Ringfort (Rath), Balnavine, Co. Westmeath
Co. Westmeath |
Ringforts
On a hillside in County Westmeath, just below the summit and facing south-east, there is an earthwork that has never quite made up its mind about what it is.
Roughly 45 metres across, it presents itself as a ringfort, one of the thousands of circular enclosures built across Ireland during the early medieval period as farmsteads or defended homesteads. But something about its layout gives archaeologists pause.

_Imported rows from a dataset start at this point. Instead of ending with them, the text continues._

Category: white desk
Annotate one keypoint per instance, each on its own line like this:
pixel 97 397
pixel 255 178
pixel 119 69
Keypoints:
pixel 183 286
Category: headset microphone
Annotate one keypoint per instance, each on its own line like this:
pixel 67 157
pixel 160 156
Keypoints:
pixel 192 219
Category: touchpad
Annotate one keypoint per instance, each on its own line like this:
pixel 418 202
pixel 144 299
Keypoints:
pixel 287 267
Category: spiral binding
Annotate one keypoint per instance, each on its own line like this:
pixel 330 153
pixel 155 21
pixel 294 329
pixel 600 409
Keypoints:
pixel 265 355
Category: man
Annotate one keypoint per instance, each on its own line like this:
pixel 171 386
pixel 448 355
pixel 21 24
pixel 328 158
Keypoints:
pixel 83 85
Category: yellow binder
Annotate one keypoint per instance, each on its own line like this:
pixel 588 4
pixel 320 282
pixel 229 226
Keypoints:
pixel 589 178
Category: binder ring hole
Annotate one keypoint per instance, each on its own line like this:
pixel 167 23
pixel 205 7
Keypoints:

A standard ringfort is typically defined by a bank and an external fosse, which is simply a ditch dug around the outside of the enclosure for drainage and defence. What makes the Balnavine site unusual is the possible presence of an internal fosse as well, a ditch running along the inside of the bank rather than the outside. That arrangement is more commonly associated with ceremonial or burial monuments than with domestic settlements, and it raises the quiet possibility that this earthwork was never a farmstead at all, but something older or stranger in purpose. A slight depression near the centre of the interior may represent the ghost of a house site, though that reading too remains tentative. The difficulty is practical as much as interpretive: the whole site is heavily overgrown with blackthorn, the dense, thorny scrub that colonises neglected earthworks across Ireland and makes close examination difficult. Whether the inner fosse is really there, or whether the uneven, sloping interior is simply playing tricks, cannot be confirmed without clearance work.